I haven’t gone into too much detail for the above points because it doesn’t really matter. The fundamental argument in the post is that as long as there exists a nonzero probability of a rate-hold (or rate hike), we are able to make a positive EV bet. To elucidate this, let’s say that based on my analysis above I’m willing to say that there’s just a 2% chance of a rate cut.

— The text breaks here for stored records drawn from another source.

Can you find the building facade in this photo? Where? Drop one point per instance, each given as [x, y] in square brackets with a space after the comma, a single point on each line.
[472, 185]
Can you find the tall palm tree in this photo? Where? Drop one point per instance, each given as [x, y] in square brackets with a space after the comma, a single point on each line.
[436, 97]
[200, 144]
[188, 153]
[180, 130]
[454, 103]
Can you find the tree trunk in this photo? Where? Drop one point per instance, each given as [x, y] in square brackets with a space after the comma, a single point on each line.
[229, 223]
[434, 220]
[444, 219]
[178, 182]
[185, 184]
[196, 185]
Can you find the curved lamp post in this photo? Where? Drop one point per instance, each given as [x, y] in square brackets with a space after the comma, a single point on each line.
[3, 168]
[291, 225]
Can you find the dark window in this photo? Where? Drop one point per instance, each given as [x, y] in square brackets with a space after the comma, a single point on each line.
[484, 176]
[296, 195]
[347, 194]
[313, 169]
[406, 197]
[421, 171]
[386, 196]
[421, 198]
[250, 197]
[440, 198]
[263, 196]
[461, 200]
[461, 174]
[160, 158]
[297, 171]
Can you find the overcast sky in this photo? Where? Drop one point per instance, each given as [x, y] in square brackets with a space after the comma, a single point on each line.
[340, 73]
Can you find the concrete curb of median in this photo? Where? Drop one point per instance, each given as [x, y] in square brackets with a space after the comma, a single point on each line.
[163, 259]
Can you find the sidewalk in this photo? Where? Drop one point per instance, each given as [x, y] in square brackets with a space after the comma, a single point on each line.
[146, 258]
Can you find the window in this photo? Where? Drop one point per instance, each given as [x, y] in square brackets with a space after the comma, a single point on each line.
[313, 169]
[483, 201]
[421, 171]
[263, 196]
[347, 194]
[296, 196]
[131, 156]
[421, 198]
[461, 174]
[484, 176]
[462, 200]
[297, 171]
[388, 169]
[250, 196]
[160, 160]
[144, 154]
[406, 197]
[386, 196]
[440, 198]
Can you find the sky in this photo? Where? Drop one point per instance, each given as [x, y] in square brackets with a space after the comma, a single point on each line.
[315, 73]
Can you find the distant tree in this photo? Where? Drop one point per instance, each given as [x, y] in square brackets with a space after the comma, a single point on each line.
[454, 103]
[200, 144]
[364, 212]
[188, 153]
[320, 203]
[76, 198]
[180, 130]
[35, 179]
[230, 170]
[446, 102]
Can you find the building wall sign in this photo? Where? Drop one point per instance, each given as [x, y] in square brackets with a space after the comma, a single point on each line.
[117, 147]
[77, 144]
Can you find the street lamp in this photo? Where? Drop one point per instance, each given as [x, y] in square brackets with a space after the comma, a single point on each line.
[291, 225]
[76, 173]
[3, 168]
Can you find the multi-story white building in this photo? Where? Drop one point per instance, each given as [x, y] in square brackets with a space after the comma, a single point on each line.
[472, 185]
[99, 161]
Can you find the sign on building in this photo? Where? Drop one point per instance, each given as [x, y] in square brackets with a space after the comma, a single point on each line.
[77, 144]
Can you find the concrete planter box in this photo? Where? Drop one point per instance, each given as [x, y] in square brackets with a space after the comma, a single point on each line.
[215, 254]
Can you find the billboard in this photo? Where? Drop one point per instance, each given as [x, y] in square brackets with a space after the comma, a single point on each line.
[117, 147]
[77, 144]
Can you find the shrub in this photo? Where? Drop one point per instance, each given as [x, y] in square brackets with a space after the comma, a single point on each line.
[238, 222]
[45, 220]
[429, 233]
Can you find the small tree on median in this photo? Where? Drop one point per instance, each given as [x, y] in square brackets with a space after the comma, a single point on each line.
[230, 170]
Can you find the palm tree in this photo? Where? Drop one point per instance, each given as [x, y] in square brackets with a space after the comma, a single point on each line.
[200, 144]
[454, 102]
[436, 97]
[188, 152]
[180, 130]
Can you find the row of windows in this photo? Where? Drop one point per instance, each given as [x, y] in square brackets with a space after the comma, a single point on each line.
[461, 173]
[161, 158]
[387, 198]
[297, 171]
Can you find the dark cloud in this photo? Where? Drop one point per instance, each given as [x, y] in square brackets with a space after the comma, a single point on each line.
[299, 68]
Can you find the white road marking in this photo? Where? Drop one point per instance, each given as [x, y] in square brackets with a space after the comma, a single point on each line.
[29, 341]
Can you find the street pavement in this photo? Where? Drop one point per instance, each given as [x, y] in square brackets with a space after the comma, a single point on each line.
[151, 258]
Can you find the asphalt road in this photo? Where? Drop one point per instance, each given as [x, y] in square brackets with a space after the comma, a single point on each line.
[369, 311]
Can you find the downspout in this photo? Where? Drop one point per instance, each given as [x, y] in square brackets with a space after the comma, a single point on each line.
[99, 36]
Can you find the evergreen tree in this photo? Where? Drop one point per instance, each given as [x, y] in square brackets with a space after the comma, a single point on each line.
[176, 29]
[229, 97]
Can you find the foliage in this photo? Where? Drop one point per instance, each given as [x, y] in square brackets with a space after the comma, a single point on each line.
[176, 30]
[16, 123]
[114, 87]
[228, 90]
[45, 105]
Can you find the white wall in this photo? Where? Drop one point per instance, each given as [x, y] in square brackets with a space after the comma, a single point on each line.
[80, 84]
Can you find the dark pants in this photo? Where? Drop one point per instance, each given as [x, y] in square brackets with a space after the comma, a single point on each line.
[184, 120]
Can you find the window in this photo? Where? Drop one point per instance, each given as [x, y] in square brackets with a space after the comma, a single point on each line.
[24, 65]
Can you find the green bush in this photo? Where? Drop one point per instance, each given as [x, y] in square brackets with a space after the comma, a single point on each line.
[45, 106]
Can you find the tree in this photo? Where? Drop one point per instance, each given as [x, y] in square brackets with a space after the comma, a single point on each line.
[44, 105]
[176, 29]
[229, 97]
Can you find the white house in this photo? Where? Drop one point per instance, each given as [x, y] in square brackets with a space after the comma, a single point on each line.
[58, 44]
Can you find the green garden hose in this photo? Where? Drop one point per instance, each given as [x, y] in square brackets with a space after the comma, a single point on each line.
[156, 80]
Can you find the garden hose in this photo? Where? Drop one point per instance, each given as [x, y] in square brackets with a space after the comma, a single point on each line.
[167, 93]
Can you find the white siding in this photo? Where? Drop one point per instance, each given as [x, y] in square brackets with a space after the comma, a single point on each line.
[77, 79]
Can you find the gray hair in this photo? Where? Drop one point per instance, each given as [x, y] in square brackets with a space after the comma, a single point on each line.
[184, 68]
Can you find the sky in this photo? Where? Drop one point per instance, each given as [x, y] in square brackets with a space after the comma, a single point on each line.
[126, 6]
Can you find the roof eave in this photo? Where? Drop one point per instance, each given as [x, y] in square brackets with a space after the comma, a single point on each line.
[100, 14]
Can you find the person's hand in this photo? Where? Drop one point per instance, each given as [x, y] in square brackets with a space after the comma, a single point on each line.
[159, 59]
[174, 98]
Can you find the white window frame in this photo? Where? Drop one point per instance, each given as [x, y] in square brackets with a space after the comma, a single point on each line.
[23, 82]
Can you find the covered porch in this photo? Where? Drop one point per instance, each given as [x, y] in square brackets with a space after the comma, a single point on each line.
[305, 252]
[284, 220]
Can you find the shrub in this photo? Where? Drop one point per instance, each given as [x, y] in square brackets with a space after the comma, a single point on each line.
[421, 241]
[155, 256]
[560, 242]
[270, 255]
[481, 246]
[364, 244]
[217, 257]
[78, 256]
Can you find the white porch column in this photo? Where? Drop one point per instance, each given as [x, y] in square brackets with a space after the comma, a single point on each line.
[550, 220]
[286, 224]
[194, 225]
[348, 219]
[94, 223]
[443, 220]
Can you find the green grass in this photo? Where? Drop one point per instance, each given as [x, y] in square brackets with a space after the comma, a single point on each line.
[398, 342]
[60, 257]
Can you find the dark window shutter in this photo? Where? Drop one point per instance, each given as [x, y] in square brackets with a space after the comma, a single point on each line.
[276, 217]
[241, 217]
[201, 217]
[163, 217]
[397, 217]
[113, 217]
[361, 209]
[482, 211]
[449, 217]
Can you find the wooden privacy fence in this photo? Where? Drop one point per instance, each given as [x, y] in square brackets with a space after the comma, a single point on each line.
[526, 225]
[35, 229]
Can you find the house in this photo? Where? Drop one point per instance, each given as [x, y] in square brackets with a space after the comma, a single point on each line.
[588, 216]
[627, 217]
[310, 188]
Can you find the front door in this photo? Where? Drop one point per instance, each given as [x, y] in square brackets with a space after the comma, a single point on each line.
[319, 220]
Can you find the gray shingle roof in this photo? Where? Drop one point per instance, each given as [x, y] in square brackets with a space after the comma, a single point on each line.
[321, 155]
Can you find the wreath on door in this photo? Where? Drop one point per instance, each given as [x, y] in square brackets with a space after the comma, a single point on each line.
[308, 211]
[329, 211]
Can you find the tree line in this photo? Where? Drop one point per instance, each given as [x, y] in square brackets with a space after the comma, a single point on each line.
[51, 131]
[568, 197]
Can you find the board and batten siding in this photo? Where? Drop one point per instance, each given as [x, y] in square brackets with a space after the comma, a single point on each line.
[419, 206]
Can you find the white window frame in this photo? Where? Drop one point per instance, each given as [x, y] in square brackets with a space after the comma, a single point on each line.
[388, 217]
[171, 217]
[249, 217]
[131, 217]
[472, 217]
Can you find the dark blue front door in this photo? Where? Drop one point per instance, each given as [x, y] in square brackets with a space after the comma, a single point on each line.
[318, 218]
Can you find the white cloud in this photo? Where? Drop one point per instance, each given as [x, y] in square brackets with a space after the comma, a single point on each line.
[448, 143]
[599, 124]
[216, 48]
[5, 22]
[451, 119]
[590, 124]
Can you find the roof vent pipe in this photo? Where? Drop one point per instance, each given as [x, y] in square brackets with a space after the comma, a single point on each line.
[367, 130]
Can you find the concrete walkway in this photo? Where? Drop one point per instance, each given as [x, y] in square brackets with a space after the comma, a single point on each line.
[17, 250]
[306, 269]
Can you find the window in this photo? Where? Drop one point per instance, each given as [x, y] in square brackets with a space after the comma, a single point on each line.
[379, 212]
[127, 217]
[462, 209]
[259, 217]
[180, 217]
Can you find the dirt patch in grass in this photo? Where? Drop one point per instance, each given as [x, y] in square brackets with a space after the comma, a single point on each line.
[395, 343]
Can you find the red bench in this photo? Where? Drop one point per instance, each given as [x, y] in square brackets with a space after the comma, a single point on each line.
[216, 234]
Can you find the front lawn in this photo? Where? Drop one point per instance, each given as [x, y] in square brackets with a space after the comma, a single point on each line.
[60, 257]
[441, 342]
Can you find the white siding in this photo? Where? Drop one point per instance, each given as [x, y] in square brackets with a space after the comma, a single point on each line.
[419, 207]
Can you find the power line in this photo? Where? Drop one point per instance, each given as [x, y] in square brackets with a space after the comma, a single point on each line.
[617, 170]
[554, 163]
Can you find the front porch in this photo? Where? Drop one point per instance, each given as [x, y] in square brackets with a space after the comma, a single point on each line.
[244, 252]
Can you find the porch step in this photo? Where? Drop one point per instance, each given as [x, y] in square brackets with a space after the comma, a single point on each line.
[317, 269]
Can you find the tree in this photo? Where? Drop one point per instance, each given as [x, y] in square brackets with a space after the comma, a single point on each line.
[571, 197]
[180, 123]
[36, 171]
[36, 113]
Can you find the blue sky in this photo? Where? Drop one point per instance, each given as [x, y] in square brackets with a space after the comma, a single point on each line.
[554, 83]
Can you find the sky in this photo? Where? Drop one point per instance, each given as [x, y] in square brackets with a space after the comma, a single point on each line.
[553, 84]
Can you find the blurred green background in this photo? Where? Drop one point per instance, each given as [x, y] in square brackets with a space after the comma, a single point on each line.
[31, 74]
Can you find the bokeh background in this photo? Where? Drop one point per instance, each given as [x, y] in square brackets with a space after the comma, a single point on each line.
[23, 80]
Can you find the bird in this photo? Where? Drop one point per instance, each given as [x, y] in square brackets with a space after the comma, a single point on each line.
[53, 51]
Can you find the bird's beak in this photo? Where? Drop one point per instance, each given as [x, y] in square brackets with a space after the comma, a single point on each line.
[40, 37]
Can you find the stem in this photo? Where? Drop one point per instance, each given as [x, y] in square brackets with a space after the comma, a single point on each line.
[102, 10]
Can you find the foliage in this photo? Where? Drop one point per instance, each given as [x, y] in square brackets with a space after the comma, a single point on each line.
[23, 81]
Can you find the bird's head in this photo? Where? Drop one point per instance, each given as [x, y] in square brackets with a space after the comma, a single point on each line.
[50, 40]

Interest rate | Market-implied probability | My estimated probability |
---|---|---|
225-250 (hold) | 0% | 2% |
200-225 (25bps cut) | 97% | 96% |
175-200 (50bps cut) | 3% | 2% |
Let’s assume that we are dealing with a contract that expires right after the FOMC meeting. Given the market-implied probabilities, we can estimate the price of the future’s contract let’s say the Fed funds futures contract (which expires right after the FOMC meeting) is trading at 97.883 – a number I calculated as below:
\[\text{market price} = 100 - (0.97 \times 212.5 \text{bps} + 0.03 \times 187.5 \text{bps}) = 97.883\]Using my estimated odds (different from the market’s!), the fair price of the Fed funds future (ignoring pedantry regarding the time-value of money) is:
\[\text{fair price} = 100 - (0.02 \times 237.5\text{bps} + 0.96 \times 212.5 \text{bps} + 0.02 \times 187.5 \text{bps}) = 97.875\]Hence my hawkish bet (shorting the futures contract) would result in a profit of about \$33 per contract (according to the contract spec, each contract settles for \$4167 times the price index). You might think that 0.08% profit sounds paltry, but it should be remembered that the beauty of futures is leverage. For this particular contract, you would only have to put up about \$400 of maintenance margin, so the actual percentage profit would be about 8%. This isn’t bad at all, considering the time horizon of this bet is a few weeks.
Conclusion
Unsurprisingly, the Fed decided to cut rates by 25bps, citing weak global growth and trade tensions. However, I don’t think this pitch was incorrect. The point is not that I thought rates would be held steady, but that I was willing to assign this outcome a higher probability than the market was.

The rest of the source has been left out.